Mind you, Robert Matthew-Walker is maddeningly imprecise about precisely what state the VW manuscript was in when it was abandoned. He informs us that Martyn Brabbins has had to complete and orchestrate the music, with some indication that at least some of the orchestration had been already undertaken by the composer but with no information as to whether Brabbins himself has had to actually compose any music to fill in gaps in the sketches. If this has been necessary, the joins do not show (as they did in David Matthews’s completion of the sketches for the VW cello concerto that emerged some years ago) but it does raise some questions about some of the elements in the music. Robert Matthew-Walker draws the listener’s attention to passages which seem to anticipate the Serenade to Music composed some 24 years later (also employing a Tudor text), but there are also passages which seem to me to suggest the Spenser setting The bridal day (written originally in 1938-9 but not reaching its final form until the Epithalamium nearly twenty years later again). The melismatic style of the writing for solo tenor pre-echoes the writing for solo voices in the Magnificat and Benedicite, and one choral passage at the end also hints at the fourth of the Five Tudor portraits.
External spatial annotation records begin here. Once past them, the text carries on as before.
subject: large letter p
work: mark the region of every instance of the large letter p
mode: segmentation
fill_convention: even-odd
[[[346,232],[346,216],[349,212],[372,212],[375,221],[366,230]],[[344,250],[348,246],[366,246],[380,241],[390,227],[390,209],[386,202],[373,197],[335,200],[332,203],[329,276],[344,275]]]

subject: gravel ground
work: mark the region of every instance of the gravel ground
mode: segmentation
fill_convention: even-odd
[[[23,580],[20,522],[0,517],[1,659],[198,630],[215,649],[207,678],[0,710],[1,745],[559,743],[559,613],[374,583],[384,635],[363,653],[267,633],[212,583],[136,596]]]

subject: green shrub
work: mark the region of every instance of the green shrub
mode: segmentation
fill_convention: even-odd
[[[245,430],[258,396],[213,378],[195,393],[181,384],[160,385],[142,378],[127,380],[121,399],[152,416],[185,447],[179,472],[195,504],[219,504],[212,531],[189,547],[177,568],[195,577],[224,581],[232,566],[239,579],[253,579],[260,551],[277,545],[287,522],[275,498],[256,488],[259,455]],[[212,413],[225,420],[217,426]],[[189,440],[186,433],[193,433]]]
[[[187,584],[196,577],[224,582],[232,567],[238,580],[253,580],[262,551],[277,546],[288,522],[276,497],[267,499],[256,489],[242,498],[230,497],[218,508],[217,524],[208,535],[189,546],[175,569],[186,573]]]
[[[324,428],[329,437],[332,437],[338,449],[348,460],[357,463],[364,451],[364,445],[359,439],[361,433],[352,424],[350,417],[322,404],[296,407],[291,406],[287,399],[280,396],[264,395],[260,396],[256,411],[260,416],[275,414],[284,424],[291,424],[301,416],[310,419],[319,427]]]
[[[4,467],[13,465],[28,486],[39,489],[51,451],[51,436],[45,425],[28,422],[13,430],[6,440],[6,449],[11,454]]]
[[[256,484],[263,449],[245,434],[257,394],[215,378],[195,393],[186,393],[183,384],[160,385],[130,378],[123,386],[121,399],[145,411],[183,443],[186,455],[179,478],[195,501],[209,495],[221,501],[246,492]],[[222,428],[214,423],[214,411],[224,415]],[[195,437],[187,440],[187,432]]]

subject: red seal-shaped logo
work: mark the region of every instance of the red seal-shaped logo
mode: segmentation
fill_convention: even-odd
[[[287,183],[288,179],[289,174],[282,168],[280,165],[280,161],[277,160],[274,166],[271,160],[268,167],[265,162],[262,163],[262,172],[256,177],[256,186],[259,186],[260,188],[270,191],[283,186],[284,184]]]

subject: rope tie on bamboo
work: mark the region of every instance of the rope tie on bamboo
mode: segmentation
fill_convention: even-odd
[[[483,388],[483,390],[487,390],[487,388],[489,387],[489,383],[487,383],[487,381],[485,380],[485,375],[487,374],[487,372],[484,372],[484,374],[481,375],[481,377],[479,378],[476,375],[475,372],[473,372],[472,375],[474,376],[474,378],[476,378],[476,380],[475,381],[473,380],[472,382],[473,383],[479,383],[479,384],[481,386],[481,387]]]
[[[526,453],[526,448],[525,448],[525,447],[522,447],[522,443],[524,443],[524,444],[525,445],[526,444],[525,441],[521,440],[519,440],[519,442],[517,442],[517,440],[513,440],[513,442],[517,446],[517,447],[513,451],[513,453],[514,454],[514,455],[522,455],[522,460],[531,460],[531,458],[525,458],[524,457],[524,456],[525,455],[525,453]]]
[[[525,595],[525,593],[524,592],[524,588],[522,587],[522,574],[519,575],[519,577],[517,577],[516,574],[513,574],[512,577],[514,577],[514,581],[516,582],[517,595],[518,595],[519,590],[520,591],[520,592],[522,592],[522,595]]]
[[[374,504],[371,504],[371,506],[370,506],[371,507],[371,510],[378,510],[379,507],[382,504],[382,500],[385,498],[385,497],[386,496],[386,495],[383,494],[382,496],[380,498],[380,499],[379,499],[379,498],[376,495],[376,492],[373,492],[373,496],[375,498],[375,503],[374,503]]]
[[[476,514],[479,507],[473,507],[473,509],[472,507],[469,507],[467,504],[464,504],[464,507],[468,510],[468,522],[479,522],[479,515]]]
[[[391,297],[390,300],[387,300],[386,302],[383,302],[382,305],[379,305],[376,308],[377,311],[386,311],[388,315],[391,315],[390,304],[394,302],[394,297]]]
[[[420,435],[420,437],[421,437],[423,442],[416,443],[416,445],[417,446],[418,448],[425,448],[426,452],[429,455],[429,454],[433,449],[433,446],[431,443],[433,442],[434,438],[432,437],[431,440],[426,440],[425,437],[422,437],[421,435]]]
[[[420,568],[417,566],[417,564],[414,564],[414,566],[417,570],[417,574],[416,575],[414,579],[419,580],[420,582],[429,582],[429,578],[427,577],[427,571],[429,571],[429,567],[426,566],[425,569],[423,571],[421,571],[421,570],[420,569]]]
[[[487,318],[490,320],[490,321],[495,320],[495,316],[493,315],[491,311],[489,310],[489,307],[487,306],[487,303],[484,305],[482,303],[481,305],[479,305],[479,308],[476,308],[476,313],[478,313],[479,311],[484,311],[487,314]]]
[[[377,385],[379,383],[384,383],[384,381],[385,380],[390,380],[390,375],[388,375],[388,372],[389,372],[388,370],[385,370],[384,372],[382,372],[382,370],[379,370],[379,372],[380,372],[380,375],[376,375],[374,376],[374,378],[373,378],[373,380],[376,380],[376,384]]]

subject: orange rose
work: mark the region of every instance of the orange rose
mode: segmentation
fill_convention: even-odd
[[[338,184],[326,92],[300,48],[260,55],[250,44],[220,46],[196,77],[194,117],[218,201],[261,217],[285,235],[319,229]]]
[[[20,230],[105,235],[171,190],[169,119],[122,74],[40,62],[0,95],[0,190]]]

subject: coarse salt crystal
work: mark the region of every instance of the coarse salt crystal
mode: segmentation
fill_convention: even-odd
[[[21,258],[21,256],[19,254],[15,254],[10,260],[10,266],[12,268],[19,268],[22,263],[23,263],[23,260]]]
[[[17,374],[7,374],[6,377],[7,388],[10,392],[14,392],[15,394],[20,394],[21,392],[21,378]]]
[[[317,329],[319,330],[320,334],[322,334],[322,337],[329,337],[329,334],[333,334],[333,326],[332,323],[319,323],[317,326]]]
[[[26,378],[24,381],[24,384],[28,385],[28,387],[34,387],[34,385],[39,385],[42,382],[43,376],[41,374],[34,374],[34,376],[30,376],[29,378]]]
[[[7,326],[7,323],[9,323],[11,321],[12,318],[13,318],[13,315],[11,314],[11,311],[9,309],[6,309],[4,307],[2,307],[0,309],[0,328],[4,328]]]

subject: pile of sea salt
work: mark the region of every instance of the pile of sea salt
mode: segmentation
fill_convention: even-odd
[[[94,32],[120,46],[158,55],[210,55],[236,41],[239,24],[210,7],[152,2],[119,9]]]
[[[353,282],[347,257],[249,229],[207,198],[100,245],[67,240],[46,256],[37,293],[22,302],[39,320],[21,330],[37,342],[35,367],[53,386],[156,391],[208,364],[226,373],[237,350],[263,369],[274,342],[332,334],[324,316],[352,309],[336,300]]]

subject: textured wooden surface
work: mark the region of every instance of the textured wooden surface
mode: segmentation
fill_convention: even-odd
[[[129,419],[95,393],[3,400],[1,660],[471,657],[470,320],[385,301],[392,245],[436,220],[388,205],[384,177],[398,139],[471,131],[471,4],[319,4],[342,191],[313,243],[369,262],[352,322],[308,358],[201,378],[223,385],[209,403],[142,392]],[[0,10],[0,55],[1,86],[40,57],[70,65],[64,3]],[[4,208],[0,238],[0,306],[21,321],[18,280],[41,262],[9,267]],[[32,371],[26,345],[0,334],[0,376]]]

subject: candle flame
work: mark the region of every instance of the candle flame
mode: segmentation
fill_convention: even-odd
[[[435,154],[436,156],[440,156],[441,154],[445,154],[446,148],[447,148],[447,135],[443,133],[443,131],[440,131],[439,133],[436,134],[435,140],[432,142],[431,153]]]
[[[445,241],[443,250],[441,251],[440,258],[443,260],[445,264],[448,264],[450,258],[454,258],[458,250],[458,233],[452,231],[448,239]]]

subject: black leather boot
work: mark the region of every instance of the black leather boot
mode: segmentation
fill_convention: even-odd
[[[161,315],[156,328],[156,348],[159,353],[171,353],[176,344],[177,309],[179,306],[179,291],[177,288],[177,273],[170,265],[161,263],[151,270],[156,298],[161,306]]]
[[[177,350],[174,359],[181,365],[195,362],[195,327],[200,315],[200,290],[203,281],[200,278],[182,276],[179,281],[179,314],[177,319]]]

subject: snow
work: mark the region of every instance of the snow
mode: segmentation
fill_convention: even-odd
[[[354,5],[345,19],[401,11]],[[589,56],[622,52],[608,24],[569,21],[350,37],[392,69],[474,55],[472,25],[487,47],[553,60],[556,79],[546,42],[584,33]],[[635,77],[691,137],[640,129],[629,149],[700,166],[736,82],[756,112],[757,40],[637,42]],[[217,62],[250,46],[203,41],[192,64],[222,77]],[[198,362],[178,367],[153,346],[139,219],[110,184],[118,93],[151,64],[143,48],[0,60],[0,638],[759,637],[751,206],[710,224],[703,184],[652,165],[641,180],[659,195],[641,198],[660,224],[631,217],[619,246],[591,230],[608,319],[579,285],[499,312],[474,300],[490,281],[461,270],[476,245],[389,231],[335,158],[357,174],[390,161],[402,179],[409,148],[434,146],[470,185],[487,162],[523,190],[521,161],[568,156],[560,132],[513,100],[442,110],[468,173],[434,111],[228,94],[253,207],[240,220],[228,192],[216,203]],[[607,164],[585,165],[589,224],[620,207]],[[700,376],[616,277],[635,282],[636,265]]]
The Epithalamium parallels are emphasised by the fact that both passages consist of a direct address to a beautiful woman, although Marlowe’s poetry is more emotionally engaging than Spenser’s formal diction in ‘Fair child of beauty’. If all these elements were actually present in VW’s 1914 sketches, the so-called Saraband ‘Helen’ is a remarkable work indeed. If they have been introduced as part of his ‘realization’ by Brabbins, they show a most successful attempt to encapsulate the VW style. Either way devotees of the composer will have to hear this piece.
The quality of this recording is excellent throughout, and the booklet presentation with the notes by Robert Matthew-Walker (including translations into French and German) is ideal, even though the text of the Marlowe is supplied in English only; I would imagine that translations of the play into other languages are readily available.